Category Archives: education

Father Mowbray nails it

One of those time-shiftable bits from Brideshead Revisited:

“The trouble with modern education is you never know how ignorant people are. With anyone over fifty you can be fairly confident what’s been taught and what’s been left out. But these young people have such an intelligent, knowledgeable surface, and then the crust suddenly breaks and you look down into depths of confusion you didn’t know existed.” (pg. 186)

Grand jeté

The Glossary of Ballet may turn out to be a fruitful source of imagery.

Patrick Lambe is really onto something over at Green Chameleon, and it fits remarkably with my Pirouettes thread. Today’s post points to and quotes wittily from The Interstitial Library and Uncyclopedia, and I’ll reproduce a couple of bits here to tempt you to read Green Chameleon further:

We contend that every reader is an amateur librarian, with a mental library organized according to a private cataloguing system that is never identical with that prescribed by the AACR2R (the Anglo-American Cataloguing Rules, Revised). Since every system of organization highlights some kinds of information and obscures others, we contend that these idiosyncratic catalogues have advantages—advantages that could be shared.

We do not consider the “authoritative” taxonomies of the Library of Congress (or Barnes & Noble) to be superior to private ones. We are suspicious of taxonomies that appear self-evident, unbiased, objective. All taxonomies are interpretations. All interpretations are valuations. We ask, how does a given taxonomy, which is always a reduction and a generalization, come to be associated with objective or ideal categories of knowledge? We contend that the question of what matters and what does not is a political and philosophical one that should be open to the input of individual readers.

(that one is from Interstitial Library, and the next is Patrick Lambe himself)

Taxonomies and category systems are filters. They render certain things visible and help ensure those things are preserved. The things in between, not captured in our official categories, are ignored, and hence easily forgotten and lost.

If they are there but not seen, then we need strategies for seeing them – or for bumping into them. These strategies need to directly counter the mechanisms we use for rendering this stuff invisible. We need inversionary mechanisms.

…To counter the invisibilising effects of limited taxonomies, we need interstitial categorisation systems, that deliberately break sensible rules, and bring stuff together on idiosyncratic principles. Individuals do this all the time, so we simply need to be able to see their idiosyncracies.
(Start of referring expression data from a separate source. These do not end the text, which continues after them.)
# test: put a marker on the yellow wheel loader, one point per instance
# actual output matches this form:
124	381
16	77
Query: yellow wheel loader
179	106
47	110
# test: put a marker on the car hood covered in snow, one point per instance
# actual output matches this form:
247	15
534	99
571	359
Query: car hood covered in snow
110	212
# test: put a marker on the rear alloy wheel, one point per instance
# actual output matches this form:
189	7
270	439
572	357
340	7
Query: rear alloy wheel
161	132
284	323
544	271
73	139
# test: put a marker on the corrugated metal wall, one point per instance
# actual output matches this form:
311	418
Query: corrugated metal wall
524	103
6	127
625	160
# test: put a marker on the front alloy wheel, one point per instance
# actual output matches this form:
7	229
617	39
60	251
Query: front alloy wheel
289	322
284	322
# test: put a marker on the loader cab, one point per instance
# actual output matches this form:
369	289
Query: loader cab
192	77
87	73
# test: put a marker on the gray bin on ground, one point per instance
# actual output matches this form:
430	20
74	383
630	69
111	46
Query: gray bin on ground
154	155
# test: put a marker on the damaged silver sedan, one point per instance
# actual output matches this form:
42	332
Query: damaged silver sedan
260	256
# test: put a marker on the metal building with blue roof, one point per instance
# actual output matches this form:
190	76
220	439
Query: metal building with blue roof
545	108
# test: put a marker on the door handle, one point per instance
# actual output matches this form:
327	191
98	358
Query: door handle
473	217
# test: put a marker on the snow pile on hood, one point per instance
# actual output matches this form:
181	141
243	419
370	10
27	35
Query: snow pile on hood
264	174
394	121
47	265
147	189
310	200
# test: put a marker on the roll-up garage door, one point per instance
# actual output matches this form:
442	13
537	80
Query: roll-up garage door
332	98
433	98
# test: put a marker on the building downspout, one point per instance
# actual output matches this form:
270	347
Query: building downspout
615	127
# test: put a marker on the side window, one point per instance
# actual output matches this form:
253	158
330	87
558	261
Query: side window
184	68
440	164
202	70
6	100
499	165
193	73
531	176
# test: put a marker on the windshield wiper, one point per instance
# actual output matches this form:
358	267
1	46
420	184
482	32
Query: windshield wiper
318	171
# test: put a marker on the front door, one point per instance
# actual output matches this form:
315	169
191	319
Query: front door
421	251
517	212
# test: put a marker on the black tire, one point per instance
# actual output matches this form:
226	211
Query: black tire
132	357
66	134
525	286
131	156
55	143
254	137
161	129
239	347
The Testosteronic Phallacy of Dominance and Control

Mud Time creates some bleak mindspaces, and Stephen Downes’ posting of yesterday afternoon Why the Semantic Web Will Fail can perhaps be read in this light. A few trenchant bits:

The Semantic Web will never work because it depends on businesses working together, on them cooperating.
We are talking about the most conservative bunch of people in the world, people who believe in greed and cut-throat business ethics. People who would steal one another’s property if it weren’t nailed down. People like, well, Conrad Black and Rupert Murdoch.
And they’re all going to play nice and create one seamless Semantic Web that will work between companies – competing entities choreographic their responses so they can work together to grant you a seamless experience?
Not a chance.

…The future is not in the Semantic Web (or in Java, or in enterprise computing – all for the same reason). Careers based on that premise will founder. Because the people saying all the semantic-webbish things – speak the same language, standardize your work, orchestrate the services – are the people who will shut down the pipes, change the standards, and look out for their own interests (at the expense of yours).

…The future of the web will be based on personal computing.
Not because everybody in the world is some sort of Ayn-Rand-close [?clone?] backstabbing money-grubbing leech.
But because there’s just enough of them – and they’re the one’s who tend to rise in business. And when they say “give me your data” (or “let me manage your money” or “base your career on my advice”) it’s merely a prelude to their attempting to take you to the cleaners.
If my online world depends on them – and in the Semantic Web, it would – then my online world will fail. Will be a house of cards that will eventually collapse.

I extract these pieces not as a substitute for Stephen’s whole argument, but to challenge you to read and consider the whole thing, with the wish that you’ll come up with something hopeful as an anodyne. But I’m afraid he’s right –and I’d been blithely thinking that it was government meddling that would end the Idyll, but no, it’s those Adamic Market Forces that are the real danger, underlain by their besetting sins of greed and venality, in the service of Interests. It’s a Guy Thing.